The monthly lifestyle magazine, which originated in France and is owned by French media group Lagardere, comes out in 45 different editions around the world. It has about 33 million readers from Mexico to Japan, with 100 million monthly online visitors.
But Elle’s international director Valeria Bessolo Llopiz told an annual two-day fashion industry conference in Britain that fur was no longer acceptable.
“The presence of animal fur in our pages and on our digital media is no longer in line with our values, nor our readers,” she said.
“It is time for Elle to make a statement... rejecting animal cruelty,” Bessolo Llopiz told delegates at The Business of Fashion Voices 2021 event in Chipping Norton, in Oxfordshire, southern England.
Instead, she said the magazine wanted to “increase awareness for animal welfare” and “foster a more humane fashion industry.”
The magazine has already dropped fur from 13 of its editions.

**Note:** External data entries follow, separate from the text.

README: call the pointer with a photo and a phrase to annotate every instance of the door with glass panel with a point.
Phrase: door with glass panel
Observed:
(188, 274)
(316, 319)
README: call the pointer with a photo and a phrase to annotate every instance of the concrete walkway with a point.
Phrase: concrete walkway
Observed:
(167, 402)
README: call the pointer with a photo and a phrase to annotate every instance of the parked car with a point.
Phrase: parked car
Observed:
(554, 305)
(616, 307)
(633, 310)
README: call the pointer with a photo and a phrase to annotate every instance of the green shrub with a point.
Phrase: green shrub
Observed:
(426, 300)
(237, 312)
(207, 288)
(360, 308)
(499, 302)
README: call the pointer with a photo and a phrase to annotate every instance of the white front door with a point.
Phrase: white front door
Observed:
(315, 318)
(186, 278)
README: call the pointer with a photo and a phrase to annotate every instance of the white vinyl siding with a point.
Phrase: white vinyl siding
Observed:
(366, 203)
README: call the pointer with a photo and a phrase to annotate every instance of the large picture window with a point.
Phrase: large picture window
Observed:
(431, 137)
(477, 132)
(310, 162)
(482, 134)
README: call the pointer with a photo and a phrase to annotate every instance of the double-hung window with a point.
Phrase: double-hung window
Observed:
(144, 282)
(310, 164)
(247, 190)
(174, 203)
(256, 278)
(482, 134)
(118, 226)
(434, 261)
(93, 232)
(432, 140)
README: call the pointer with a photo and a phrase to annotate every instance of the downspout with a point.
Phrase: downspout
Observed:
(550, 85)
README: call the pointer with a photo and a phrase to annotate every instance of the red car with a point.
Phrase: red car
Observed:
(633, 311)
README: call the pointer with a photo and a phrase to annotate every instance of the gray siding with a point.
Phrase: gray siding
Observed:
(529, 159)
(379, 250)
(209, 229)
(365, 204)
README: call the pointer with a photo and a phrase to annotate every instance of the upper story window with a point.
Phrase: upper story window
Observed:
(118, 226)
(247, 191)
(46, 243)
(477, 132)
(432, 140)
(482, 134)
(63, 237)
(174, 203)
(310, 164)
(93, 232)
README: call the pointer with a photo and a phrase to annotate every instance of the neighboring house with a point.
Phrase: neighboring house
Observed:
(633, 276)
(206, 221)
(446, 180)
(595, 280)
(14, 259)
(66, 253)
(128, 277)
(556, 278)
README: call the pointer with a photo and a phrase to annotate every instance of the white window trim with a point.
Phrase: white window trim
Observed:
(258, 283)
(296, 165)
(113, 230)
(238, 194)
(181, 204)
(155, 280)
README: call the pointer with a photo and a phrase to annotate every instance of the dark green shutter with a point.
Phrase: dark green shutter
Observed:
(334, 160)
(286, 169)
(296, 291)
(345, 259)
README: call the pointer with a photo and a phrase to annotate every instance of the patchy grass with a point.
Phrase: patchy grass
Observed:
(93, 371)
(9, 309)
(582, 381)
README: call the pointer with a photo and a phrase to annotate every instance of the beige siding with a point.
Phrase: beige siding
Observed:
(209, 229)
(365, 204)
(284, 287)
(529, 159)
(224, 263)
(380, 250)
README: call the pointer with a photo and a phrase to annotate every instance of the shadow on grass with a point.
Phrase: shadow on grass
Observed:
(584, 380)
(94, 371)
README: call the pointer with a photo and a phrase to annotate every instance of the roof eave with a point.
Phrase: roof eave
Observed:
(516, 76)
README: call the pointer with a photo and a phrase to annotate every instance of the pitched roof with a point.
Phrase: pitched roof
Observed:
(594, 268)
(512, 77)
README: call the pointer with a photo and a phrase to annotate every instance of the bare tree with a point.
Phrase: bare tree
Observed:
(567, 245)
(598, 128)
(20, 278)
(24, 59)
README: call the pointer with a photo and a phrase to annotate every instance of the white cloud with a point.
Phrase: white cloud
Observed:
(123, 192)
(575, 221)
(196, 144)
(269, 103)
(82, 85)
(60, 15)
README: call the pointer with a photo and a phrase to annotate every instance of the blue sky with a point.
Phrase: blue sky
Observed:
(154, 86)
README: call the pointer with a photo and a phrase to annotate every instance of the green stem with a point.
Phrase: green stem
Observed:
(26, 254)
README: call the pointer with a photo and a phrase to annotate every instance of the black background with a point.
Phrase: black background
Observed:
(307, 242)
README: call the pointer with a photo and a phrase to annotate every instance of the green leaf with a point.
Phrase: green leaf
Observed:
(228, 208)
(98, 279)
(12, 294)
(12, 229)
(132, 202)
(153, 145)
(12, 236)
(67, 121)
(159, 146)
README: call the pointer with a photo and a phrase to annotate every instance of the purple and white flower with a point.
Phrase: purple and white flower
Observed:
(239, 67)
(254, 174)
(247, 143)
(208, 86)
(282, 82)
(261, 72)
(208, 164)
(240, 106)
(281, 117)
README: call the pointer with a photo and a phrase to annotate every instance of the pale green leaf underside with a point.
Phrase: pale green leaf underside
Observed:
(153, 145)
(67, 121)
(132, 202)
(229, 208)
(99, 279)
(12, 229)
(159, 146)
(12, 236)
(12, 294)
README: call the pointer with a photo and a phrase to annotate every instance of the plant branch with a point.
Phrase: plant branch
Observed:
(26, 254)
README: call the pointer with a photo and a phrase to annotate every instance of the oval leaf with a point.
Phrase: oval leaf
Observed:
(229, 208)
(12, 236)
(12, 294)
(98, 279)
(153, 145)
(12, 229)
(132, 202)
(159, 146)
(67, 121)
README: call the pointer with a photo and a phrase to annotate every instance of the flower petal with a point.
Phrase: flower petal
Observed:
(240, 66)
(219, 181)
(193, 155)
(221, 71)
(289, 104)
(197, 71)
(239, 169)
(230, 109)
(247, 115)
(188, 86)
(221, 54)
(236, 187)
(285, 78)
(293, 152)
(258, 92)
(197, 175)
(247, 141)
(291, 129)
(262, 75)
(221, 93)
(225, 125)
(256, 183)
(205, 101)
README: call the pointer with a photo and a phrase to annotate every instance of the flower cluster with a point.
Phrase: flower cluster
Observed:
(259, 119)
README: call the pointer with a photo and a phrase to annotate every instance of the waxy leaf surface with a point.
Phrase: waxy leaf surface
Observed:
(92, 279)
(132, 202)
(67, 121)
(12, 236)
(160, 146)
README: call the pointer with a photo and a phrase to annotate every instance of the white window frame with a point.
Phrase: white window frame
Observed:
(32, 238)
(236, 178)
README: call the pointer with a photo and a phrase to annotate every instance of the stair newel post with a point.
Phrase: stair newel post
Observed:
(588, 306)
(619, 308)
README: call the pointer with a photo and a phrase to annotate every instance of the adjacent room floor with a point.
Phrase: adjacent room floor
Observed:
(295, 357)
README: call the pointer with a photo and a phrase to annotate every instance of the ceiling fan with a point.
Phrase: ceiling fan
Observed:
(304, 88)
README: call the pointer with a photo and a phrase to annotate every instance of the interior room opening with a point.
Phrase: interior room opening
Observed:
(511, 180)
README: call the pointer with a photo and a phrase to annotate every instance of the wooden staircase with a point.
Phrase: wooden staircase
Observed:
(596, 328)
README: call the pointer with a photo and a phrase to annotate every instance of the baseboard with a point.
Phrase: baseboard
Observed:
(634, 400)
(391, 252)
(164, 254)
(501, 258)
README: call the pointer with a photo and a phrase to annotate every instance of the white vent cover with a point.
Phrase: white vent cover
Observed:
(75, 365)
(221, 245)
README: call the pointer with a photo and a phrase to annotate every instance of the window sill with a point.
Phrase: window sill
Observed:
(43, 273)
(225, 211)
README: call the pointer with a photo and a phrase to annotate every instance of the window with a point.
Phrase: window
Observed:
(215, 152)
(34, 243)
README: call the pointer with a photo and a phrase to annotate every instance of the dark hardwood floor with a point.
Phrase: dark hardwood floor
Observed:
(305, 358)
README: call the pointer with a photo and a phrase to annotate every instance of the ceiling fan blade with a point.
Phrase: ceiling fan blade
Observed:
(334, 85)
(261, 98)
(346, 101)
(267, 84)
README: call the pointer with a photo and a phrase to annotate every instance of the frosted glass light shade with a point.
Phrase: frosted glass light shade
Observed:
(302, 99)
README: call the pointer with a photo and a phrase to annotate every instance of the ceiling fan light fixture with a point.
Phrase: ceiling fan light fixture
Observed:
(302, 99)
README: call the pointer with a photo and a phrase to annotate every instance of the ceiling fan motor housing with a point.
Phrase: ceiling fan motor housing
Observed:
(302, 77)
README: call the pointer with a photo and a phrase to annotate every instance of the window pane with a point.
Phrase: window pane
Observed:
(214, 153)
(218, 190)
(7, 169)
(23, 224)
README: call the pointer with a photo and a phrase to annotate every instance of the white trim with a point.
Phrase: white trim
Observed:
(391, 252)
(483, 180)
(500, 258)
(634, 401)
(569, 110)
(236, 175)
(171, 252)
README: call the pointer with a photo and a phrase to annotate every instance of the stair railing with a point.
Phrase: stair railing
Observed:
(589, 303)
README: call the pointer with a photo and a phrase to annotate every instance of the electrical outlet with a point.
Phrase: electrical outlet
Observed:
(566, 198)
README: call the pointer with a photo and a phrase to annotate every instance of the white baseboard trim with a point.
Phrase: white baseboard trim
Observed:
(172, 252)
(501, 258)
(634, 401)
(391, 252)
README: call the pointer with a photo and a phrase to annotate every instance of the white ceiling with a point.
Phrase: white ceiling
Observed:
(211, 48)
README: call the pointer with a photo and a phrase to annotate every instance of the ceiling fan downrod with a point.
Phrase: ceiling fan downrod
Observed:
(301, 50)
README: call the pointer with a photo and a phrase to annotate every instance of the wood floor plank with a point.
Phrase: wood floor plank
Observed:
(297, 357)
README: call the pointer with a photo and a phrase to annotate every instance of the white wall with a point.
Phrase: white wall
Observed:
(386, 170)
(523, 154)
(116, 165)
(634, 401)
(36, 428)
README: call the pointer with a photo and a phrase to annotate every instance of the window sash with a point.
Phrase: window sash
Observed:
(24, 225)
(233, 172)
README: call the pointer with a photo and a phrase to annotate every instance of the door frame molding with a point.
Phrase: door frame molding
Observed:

Twenty more will drop fur from Jan. 1, 2022, and the rest will start a year later.
The move reflects the changing nature of consumer demand, Bessolo Llopiz told AFP. “Fur has become old-fashioned,” she said, noting many brands had gone “fur-free” years ago.
“We are in a new era and the Gen Z (born in the late 1990s to early 2010s), which is the golden target for fashion and luxury, has huge expectations in terms of sustainability and ethics,” she added.
Welcoming Elle’s decision, PJ Smith, director of fashion policy for the Humane Society of the United States, said he looked forward to other fashion magazines following suit.
“This announcement will ignite positive change throughout the entire fashion industry and has the potential to save countless animals from a life of suffering and a cruel death,” he told the conference.
“Fur promotions belong only in the back copies of fashion magazines from days gone by,” Elisa Allen, the U.K. director of animal rights organization PETA, told AFP.
She welcomed decisions by publications, including British Vogue, InStyle USA, Cosmopolitan U.K., and the newly launched Vogue Scandinavia, rejecting fur on their editorial pages and expects the move to soon extend to advertising.